GNOME Bugzilla – Bug 508773
g_uri_escape_string() documentation unclear.
Last modified: 2008-01-15 15:58:23 UTC
g_uri_escape_string() takes "a string of reserved characters that are allowed to be used.", but it's not clear how this is used: http://library.gnome.org/devel/glib/unstable/glib-URI-Functions.html#g-uri-escape-string Is it a list of reserved characters that may _not_ be used (and will therefore be escaped) or is it a list of reserved characters (some subset of some well-known list of reserved characters) that will not be escaped?
Added: * Normally all characters that are not "unreserved" (i.e. ASCII alphanumerical * characters plus dash, dot, underscore and tilde) are escaped. * But if you specify characters in @reserved_chars_allowed they are not * escaped. This is useful for the "reserved" characters in the URI * specification, since those are allowed unescaped in some portions of * a URI.
Thanks. That's very helpful. g_uri_unescape_string() could use some similar clarification. For instance, it's not clear whether anything would happen if illegal_characters was NULL, or if that's again just modifying some standard set of characters to expect to be escaped.
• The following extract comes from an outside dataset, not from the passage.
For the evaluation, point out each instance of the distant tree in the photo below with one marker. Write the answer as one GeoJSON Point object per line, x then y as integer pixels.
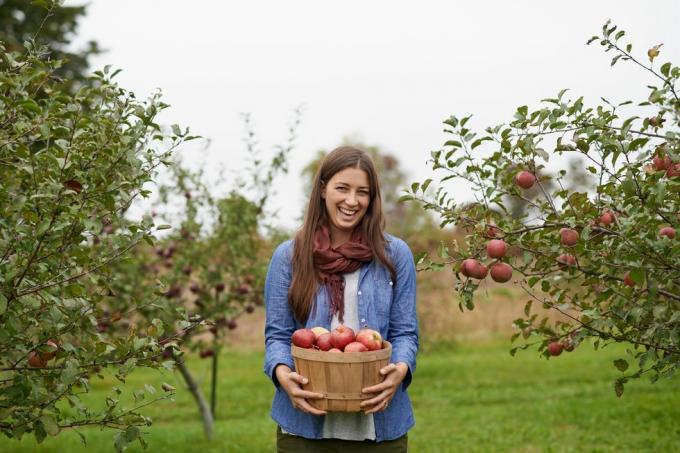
{"type": "Point", "coordinates": [48, 23]}
{"type": "Point", "coordinates": [70, 165]}
{"type": "Point", "coordinates": [209, 270]}
{"type": "Point", "coordinates": [603, 252]}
Adding this: * If any of the characters in @illegal_characters or the character zero appears * as an escaped character in @escaped_string then that is an error and %NULL * will be returned. This is useful it you want to avoid for instance having a * slash being expanded in an escaped path element, which might confuse pathname * handling.
and: * @illegal_characters: an optional string of illegal characters not to be allowed.
Many thanks. I assume that reserved_chars_allowed and illegal_characters may be UTF-8? Sorry if this is getting annoying.
No, they are bytes. Uri escaping works on a byte basis, not a unicode character basis. There is no encoding specified, and in fact there might not be any (for example in an inline encoded data uri).